Shim et al. proposed a method for current spreading analysis to demonstrate the local current-related output degradation [11]. Concurrently, the impacts of electrode patterns on the current spreading in LEDs have been investigated by a hybrid modeling method [12]. Given that the mini-LEDs usually operate at a relatively small current density, where Shockley–Read–Hall (SRH) recombination often saturates with increasing excitation density, the conventional ABC model is insufficient for understanding the radiative/nonradiative recombination behaviors in mini-LEDs [13]. The interplay of the extended defects (EDs) and point defects (PDs) have been introduced into the non-uniform spatial distribution of the external quantum efficiency (EQE) in GaN-based LEDs [14]. Lin and Zhang et al. proposed a two-level model, i.e. one band edge states related emission, the other one PD states-related radiative or nonradiative recombination, to investigate the recombination process and inner mechanism induced by EDs and PDs under different carrier generation levels in conventional LEDs [15]. The two-level model is further expanded to the EQE study of photo-voltaic materials [16]. A laser-beam-induced current (LBIC) retrieves information by detecting the generated photocurrent when a light beam scans across the surface of a semiconductor device [17]. Nejand et al. employed Electroluminescence (EL) and photoluminescence (PL) imaging, as well as LBIC mapping to measure homogeneous current collection and a low defect density over the entire module area. This in-depth assessment aimed to evaluate the performance and potential issues of tandem perovskite solar cells with both ends in series [18].

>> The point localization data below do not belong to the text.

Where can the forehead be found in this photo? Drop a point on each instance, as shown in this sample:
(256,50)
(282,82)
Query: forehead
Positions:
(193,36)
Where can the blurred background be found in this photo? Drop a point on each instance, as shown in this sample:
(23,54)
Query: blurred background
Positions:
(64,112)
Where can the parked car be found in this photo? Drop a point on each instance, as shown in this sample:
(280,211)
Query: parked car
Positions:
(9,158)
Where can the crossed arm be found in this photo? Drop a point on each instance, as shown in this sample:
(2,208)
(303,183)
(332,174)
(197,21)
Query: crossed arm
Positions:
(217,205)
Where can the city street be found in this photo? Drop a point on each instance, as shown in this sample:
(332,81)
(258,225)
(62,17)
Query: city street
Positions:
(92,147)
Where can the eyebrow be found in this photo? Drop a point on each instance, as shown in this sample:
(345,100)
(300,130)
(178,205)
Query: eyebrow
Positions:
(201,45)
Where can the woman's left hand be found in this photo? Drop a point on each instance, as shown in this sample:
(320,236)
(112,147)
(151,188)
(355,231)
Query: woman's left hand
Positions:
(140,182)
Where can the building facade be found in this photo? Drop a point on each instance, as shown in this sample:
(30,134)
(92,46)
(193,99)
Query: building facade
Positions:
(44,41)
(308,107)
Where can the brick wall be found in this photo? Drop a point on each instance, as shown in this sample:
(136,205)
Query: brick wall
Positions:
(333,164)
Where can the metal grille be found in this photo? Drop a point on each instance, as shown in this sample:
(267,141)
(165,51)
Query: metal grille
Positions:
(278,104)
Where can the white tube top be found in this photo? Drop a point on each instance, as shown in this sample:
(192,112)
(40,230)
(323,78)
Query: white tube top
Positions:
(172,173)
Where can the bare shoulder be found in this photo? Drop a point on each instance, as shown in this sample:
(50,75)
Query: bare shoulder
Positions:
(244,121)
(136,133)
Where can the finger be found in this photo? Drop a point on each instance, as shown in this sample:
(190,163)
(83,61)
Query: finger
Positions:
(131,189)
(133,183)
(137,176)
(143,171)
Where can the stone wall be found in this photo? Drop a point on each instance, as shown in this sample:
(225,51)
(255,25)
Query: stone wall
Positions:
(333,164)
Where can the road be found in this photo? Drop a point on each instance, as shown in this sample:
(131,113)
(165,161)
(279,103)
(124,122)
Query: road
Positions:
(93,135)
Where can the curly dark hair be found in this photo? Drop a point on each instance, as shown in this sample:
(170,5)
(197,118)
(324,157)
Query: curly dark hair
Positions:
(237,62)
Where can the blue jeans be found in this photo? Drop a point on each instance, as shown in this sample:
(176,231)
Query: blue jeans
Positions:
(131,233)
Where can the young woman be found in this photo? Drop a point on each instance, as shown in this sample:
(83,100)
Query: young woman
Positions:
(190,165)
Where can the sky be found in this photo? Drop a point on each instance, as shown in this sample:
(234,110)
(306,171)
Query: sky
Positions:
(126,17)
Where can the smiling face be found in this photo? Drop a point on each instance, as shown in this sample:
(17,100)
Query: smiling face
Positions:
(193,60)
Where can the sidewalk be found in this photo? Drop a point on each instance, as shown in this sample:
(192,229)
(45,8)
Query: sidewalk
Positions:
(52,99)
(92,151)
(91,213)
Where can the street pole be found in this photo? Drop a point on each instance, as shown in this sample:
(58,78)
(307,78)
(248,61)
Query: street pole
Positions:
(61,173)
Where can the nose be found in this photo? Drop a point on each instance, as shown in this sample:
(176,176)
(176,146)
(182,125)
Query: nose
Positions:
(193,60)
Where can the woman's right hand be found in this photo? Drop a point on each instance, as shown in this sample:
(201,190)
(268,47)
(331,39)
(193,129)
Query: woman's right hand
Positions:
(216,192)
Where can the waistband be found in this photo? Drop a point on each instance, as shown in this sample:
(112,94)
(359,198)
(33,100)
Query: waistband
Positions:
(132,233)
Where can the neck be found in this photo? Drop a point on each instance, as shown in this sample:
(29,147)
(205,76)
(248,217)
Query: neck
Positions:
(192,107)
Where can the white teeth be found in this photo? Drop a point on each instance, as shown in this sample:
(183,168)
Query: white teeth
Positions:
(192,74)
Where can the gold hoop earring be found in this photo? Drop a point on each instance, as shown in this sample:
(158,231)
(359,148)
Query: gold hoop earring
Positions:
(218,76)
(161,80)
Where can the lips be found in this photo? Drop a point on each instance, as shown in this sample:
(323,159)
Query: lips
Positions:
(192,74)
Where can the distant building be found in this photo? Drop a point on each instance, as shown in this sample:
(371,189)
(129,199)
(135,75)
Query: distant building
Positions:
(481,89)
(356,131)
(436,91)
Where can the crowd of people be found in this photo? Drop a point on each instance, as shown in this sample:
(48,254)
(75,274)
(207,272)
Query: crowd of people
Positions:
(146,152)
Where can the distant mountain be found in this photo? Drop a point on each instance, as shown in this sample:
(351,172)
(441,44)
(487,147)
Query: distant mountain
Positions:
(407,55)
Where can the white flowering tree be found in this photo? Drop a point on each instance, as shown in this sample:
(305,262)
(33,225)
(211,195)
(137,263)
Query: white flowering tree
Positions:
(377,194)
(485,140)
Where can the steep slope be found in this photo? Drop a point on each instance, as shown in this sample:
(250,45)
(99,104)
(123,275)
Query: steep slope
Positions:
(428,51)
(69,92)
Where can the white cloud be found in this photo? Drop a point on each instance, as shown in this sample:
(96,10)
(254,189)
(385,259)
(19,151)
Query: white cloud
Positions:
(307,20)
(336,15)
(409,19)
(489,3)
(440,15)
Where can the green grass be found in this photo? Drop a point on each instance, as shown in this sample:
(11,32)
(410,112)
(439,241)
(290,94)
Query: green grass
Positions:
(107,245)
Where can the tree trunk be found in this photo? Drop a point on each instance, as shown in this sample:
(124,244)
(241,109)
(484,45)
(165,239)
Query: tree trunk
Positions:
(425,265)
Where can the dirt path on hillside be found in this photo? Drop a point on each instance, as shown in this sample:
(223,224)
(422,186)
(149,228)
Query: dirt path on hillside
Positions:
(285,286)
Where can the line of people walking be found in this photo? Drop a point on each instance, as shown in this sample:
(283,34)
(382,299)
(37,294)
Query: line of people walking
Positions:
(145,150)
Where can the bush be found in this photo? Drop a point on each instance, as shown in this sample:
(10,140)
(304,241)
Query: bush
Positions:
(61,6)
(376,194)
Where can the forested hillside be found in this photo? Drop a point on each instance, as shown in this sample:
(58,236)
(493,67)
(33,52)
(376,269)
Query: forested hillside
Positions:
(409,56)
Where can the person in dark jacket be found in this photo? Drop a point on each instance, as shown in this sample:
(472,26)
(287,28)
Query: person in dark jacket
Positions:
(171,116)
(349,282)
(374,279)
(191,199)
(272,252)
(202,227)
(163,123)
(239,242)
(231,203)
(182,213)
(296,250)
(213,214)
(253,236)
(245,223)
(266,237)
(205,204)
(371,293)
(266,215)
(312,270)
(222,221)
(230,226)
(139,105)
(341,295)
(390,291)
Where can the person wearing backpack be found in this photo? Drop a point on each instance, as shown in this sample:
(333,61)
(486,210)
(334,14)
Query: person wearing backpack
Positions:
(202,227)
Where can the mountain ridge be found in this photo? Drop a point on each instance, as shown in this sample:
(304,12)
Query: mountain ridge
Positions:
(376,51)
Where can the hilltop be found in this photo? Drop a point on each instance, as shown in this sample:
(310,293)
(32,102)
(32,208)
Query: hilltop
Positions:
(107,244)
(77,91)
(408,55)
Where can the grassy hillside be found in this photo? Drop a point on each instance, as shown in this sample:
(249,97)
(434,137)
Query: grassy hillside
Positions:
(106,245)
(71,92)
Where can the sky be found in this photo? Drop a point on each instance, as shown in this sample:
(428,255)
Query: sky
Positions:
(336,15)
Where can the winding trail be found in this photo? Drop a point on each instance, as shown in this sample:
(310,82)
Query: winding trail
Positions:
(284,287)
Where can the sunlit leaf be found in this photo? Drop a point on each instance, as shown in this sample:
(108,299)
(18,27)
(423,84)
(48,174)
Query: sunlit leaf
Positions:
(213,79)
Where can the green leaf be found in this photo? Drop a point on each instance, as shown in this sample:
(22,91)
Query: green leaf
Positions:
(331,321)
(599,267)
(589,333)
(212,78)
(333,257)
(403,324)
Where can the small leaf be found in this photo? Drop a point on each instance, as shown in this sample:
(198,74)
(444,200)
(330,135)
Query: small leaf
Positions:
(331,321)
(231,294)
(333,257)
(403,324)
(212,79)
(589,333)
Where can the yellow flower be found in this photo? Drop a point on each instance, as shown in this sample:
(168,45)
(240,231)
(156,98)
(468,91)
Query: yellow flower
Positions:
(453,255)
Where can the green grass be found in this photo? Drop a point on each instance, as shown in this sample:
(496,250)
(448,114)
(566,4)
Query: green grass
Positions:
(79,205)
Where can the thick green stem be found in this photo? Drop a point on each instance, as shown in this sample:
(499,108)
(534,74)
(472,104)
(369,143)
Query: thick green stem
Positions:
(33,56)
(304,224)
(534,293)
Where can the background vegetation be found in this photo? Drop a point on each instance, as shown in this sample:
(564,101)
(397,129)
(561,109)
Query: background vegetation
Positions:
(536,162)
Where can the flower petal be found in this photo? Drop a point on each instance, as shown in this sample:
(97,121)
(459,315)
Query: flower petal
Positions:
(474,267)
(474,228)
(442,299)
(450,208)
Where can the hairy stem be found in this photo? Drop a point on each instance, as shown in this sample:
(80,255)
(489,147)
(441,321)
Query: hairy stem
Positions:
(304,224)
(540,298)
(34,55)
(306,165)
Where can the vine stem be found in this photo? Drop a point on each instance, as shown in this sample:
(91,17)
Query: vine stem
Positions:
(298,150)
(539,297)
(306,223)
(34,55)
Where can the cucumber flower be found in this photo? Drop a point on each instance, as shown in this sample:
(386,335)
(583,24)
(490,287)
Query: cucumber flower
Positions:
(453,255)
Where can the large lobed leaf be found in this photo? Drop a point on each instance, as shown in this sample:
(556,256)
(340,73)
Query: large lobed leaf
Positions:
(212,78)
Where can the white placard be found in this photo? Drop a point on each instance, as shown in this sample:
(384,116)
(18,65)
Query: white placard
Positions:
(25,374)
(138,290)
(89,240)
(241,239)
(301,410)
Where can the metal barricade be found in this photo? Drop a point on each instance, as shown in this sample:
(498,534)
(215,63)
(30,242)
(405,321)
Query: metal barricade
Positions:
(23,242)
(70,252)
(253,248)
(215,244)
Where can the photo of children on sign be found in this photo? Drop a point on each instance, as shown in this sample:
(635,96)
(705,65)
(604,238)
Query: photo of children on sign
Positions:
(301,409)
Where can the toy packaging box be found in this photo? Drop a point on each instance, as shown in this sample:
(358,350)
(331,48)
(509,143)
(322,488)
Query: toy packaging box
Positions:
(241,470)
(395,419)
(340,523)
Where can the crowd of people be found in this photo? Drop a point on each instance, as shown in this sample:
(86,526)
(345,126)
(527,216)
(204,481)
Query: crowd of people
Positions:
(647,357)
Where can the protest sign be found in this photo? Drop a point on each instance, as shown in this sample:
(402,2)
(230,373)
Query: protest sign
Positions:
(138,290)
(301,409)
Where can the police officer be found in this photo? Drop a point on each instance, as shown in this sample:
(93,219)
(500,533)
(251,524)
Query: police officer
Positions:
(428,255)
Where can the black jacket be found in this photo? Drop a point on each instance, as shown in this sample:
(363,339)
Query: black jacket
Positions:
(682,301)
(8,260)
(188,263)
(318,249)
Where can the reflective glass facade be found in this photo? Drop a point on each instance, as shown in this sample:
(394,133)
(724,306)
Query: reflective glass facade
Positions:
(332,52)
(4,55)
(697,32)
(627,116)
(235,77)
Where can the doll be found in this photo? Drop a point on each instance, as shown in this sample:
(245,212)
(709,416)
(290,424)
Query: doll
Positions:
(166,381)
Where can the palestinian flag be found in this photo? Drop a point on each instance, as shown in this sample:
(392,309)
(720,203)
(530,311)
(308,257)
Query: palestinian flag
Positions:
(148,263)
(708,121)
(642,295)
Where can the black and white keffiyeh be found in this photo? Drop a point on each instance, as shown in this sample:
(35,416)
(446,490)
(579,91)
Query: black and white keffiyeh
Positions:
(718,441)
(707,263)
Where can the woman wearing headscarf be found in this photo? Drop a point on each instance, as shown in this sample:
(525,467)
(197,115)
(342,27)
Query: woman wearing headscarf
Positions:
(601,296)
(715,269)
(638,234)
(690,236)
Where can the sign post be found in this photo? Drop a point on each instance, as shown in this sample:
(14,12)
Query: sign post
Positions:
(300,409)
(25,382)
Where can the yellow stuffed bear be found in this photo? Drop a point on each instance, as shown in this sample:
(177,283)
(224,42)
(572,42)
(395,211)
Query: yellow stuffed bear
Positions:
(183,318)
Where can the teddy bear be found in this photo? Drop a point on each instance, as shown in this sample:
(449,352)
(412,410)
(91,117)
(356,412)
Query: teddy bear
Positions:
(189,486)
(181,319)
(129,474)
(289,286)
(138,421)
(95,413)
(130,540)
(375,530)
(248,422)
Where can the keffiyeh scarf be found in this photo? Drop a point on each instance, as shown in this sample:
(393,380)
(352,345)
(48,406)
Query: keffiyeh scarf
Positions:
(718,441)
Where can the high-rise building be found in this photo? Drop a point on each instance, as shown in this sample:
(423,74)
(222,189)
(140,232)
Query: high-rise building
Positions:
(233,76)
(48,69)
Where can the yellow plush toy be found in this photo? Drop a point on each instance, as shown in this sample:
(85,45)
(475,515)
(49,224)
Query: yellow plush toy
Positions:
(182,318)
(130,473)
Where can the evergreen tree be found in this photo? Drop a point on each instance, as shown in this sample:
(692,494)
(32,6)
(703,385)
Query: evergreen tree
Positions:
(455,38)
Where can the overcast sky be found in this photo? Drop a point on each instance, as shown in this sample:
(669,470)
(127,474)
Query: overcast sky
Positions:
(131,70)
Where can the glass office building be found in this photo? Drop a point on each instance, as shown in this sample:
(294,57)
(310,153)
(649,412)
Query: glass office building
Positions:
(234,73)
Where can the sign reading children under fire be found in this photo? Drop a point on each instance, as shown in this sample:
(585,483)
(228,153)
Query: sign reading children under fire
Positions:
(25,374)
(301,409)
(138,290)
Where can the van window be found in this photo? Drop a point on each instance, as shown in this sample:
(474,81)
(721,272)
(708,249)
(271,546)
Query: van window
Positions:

Empirically, the inhomogeneous distribution of current density is generally judged from the inhomogeneous photon emission distribution. However, the real current density distribution is not completely correlated to the spatial photon emission distribution because of the considerable defect related non-radiative recombination [19,20]. Given the large specific surface/sidewall area ratio and high defect density, the efficiency of mini-LEDs is sensitive to the local current density, which has been regarded as the critical challenges of high-performance GaN-based mini-LEDs [21,22]. Therefore, the investigation on micro-zone current density distribution is of importance to determine the luminescence and the intrinsic recombination mechanism of mini-LEDs.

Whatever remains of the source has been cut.